Vous publiez aux Presses Universitaires d'Oxford, vous avez par ailleurs une vie académique très riche - on peut dire que vous êtes un chanteur intellectuel. Vous êtes-vous déjà demandé quel chanteur vous auriez été si, avec la même voix, vous aviez été un type simple ?
Eh bien je ne suis pas sûr que je serais devenu un chanteur. Mes parents descendent de familles extrêmement simples, de familles très pauvres du sud de Londres. Mon grand-père, par exemple, a été demandeur d’emploi pendant l’essentiel de sa vie et son propre père était footballeur, à une époque où être footballeur n’impliquait pas fortune et millions mais plutôt de finir dans l’entretien des terrains de sport. Sans mon éducation, je ne me serais pas intéressé à la musique qui me passionne aujourd’hui. Et je ne pense pas que je serais devenu un chanteur car pour moi l’enjeu n’a jamais vraiment été la voix, mais plutôt d’être le vecteur d’une musique que j’aime. J’ai été extrêmement chanceux, tant à l’école que dans la chorale de jeunes que je fréquentais de tomber sur des gens qui ont su m’initier à la musique. J’ai de la chance d’avoir une voix qui, dans ses propres limites, est une belle voix, mais ça n’a jamais été déterminant pour moi. Beaucoup d’êtres humains issus de milieux modestes deviennent des chanteurs d’opéra parce que leurs voix les y entraînent. Pour moi le chemin a été différent. Mon père appartient à cette génération de l’après-guerre qui a connu une grand mobilité sociale et où il y avait encore moyen de gagner de l’argent. Et il a pu nous envoyer dans d’excellentes écoles, très typiques du système éducatif britannique. Mon frère était un sacré intellectuel, passionné d’histoire depuis sa plus tendre enfance – un type extraordinaire – et il m’a initié aux choses de l’esprit. Donc je dois mon parcours à mes parents, à l’école et à mon frère. C’est une de ces histoires anglaises où les gens parviennent à changer le cours de leur vie, c’est ce que mes parents ont su faire dans ces grandes années qu’étaient les années 50.

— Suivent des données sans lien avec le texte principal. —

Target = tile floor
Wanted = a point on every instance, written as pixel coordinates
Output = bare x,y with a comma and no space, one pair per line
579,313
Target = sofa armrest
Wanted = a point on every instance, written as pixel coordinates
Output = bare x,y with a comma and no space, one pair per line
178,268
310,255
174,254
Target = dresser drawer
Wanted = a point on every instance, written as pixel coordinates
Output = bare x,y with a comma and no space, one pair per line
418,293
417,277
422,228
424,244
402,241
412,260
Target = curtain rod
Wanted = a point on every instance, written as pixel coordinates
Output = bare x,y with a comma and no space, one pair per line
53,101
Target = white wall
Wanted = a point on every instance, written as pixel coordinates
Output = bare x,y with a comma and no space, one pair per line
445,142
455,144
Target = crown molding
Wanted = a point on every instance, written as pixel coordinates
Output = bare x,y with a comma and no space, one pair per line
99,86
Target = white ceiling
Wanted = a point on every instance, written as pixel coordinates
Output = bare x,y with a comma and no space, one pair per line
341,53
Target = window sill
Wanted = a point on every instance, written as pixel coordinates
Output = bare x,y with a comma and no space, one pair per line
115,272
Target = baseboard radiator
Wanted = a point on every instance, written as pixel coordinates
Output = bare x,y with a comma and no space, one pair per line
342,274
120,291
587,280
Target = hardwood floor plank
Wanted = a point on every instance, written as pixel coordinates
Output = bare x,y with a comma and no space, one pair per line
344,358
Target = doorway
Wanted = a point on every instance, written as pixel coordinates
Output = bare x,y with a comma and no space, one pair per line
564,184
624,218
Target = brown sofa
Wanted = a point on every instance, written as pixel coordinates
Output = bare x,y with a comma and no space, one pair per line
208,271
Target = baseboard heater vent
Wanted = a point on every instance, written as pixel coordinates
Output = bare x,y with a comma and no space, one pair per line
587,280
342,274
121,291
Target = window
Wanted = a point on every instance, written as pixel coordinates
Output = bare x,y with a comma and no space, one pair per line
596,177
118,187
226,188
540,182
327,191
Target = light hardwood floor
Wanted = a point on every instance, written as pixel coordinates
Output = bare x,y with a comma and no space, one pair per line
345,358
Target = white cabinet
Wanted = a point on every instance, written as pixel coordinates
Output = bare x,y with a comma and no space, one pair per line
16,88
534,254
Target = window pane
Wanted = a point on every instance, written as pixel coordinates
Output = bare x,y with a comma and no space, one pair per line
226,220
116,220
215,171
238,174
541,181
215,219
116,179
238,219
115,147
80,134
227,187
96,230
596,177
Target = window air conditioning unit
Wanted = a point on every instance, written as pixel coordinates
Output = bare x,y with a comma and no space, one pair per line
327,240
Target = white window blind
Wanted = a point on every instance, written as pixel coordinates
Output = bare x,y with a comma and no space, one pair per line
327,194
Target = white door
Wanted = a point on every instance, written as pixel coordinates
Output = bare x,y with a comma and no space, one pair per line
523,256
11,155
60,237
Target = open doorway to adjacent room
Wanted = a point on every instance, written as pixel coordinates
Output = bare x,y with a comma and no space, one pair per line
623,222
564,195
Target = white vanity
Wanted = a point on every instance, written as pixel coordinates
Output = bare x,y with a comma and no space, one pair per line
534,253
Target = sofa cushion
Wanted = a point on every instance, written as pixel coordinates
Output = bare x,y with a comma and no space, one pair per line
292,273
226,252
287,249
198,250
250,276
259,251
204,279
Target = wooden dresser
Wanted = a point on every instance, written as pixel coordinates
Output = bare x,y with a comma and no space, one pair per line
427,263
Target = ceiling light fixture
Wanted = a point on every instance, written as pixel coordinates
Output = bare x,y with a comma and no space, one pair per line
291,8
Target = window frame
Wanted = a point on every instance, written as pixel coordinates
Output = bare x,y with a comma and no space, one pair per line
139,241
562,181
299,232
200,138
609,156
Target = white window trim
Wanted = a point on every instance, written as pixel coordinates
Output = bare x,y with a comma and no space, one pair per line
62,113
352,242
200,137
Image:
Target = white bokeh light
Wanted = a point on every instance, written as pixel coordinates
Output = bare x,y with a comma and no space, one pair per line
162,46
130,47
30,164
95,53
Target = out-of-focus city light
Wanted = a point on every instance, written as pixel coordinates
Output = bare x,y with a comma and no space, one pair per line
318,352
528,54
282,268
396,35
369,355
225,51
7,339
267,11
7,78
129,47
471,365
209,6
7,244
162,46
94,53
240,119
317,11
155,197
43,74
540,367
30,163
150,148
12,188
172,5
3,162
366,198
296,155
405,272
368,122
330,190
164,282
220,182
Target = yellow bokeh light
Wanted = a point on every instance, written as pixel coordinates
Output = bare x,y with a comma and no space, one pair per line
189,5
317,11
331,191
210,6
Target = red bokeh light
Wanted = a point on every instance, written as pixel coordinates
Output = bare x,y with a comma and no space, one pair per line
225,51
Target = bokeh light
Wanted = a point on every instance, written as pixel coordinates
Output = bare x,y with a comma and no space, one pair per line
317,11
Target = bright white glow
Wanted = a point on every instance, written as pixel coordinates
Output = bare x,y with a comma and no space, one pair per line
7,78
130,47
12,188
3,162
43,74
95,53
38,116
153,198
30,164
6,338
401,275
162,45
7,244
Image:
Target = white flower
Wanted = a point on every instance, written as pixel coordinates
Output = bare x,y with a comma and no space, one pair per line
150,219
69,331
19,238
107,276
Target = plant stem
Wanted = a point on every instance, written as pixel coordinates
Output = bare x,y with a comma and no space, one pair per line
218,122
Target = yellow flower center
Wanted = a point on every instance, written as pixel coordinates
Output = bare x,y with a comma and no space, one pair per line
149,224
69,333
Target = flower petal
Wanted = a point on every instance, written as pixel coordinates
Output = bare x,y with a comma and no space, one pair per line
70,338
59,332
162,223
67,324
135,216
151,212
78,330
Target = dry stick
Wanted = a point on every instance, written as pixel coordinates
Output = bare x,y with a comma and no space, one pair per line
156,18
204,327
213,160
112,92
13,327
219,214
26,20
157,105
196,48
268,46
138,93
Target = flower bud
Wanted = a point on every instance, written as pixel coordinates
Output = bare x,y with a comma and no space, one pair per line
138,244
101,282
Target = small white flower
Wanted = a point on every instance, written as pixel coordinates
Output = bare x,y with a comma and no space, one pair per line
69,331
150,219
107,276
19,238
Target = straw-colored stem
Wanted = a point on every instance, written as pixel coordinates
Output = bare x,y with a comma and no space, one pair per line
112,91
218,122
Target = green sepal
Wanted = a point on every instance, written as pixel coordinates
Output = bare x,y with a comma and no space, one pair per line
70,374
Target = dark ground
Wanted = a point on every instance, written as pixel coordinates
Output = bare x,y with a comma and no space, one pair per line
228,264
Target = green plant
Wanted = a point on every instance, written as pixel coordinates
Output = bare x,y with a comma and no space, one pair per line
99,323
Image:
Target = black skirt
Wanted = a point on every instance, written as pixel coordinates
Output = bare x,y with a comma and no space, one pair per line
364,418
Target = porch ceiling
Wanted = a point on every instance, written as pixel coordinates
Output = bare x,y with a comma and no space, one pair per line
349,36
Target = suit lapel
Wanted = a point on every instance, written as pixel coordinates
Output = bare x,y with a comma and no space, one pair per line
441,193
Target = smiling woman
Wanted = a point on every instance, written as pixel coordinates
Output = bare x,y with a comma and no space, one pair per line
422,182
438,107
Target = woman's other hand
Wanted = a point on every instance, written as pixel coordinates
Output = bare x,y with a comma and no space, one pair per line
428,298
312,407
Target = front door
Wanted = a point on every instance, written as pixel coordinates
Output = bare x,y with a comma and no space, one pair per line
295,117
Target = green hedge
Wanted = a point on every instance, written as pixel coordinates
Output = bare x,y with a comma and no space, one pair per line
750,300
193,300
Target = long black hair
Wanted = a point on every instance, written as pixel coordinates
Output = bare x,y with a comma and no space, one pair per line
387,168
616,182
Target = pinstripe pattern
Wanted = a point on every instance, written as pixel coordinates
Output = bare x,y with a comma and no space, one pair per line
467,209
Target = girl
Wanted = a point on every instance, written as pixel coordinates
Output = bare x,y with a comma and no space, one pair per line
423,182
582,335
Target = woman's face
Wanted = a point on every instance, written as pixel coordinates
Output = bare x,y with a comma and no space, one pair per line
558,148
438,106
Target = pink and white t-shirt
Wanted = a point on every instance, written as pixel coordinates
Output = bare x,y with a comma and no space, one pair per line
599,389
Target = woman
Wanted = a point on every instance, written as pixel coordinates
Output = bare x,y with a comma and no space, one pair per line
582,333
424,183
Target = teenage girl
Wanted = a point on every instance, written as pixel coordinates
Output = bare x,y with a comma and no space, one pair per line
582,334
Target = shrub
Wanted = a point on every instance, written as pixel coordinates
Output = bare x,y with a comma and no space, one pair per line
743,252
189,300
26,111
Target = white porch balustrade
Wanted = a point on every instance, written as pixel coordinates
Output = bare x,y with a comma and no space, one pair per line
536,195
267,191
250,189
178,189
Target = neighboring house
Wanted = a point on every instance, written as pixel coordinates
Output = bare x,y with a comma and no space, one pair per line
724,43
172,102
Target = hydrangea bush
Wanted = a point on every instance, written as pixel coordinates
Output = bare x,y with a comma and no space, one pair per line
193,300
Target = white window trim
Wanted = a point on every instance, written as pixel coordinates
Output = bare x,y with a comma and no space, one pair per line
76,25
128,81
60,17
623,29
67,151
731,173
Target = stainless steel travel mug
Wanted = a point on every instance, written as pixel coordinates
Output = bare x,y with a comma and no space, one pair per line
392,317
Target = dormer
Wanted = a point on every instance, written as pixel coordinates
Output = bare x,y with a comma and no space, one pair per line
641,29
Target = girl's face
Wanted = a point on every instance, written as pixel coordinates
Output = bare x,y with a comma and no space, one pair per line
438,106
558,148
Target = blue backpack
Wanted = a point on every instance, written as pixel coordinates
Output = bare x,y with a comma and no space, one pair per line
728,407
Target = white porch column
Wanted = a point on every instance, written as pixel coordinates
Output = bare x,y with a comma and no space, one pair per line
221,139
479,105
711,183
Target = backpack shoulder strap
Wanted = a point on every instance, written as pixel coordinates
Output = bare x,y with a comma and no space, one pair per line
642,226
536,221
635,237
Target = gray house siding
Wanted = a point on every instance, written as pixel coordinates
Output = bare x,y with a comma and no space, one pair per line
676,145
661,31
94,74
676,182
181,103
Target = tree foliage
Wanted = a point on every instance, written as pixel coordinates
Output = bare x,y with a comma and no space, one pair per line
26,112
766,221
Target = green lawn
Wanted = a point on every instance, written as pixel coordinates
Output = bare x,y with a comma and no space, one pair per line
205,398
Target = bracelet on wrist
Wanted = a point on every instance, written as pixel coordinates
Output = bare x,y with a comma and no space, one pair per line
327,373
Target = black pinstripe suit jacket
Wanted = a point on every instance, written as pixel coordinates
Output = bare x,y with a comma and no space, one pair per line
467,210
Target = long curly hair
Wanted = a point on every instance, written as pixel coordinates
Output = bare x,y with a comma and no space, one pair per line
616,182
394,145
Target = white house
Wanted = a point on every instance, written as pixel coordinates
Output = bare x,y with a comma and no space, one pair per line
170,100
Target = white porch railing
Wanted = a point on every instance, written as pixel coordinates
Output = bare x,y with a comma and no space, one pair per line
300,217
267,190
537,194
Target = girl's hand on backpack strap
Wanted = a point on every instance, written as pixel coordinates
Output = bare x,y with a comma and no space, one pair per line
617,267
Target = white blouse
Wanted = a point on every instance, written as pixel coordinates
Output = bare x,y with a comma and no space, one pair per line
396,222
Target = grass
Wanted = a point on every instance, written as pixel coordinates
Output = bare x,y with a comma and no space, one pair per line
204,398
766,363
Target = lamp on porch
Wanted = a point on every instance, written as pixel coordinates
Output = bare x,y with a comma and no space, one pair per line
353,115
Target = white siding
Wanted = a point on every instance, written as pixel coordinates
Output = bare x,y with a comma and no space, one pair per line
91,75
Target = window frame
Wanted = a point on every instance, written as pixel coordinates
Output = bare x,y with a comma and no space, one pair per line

Si vous étiez devant une classe et que vous pouviez chanter une mélodie pour donner aux enfants le goût de la musique classique et du lied, que chanteriez-vous ?
Tout ce que je peux dire c’est qu’une des choses déterminantes qui m’a fait tomber amoureux de l’art du lied fut d’entendre un enregistrement d’Erlkönig par Dietrich Fischer-Dieskau et Gerald Moore donc je pense que je chanterais ça parce que c’est une histoire tellement intéressante et tellement chargée de drame que même si on n’en comprend pas les mots, elle parvient tout de même à vous saisir. Oui, je chanterais Erlkönig.